After a year of analyzing data, researchers had successfully detected gravitational waves over 100 years after Einstein first predicted them. Those researchers won the 2017 Nobel Prize in Physics.
How Bose-Einstein condensates could spot gravitational waves
While astrophysicists celebrated the 2016 research, others wanted to know if gravitational waves could be spotted using much smaller equipment and at smaller facilities. They looked to Bose-Einstein condensates for a potential answer.
Originally predicted by Satyendranath Bose and Albert Einstein in 1924, the condensates exist at extremely low temperatures. Most atoms of metals like rubidium exist in the same quantum state, despite being chaotic as vapors at higher temperatures.
"Such condensates can be thought of as heavily diluted vapor from individual atoms that are cooled to the extreme and therefore condense," explained Schützhold.
"Similar to laser light particles, the atoms of these Bose-Einstein condensates move, so to speak, in synchronization," Schützhold said.

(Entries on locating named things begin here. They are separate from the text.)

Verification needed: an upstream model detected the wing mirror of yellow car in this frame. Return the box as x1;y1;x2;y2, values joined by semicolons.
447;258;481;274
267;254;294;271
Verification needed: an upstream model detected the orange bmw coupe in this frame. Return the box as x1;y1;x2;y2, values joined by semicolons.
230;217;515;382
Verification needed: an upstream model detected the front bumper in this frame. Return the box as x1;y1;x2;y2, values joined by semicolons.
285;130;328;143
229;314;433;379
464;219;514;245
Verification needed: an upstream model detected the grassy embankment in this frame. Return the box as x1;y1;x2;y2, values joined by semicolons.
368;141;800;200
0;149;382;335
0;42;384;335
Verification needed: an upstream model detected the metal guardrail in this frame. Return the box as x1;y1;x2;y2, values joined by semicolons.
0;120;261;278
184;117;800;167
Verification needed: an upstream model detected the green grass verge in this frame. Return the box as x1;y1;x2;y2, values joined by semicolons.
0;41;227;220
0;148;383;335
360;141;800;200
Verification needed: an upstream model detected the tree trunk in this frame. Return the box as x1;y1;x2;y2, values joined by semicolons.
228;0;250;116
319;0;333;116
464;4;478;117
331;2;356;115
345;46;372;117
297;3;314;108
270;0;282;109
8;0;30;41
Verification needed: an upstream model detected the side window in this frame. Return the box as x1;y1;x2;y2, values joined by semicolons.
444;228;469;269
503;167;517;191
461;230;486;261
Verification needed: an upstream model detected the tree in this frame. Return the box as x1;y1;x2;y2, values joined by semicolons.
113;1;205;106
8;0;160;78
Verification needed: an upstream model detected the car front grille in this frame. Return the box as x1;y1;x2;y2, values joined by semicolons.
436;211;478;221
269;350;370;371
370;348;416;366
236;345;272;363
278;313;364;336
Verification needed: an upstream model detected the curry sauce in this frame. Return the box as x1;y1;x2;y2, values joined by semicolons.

Physicists hoped that the gravitational waves could change the phonons (sound-particles) in synchronized atom-condensates. Researchers would then be able to spot and measure those changes.
"This is a bit similar to a big vat of water in which waves generated by an earthquake change the existing water waves," Schützhold explained.
Why Bose-Einstein condensates don't work
The short answer as to why the condensates can't be used? They don't exist at a magnitude large enough to register the gravitational waves.
"Today, Bose-Einstein condensates with, for example, one million rubidium atoms are obtained with great effort, but it would take far more than a million times that number of atoms to detect gravitational waves," Schützhold said.
That's not to say it couldn't one day be possible, the HZDR researchers noted. The team wants to look more closely at super-cooled helium. While helium doesn't qualify as a true Bose-Einstein condensate, it would have 10 percent of synchronized atoms. The researchers want to explore if that's a high enough percentage to register gravitational waves.
"Whether superfluid helium is, however, really a way to detect gravitational waves can only be shown with extremely complex calculations," Schützhold concluded.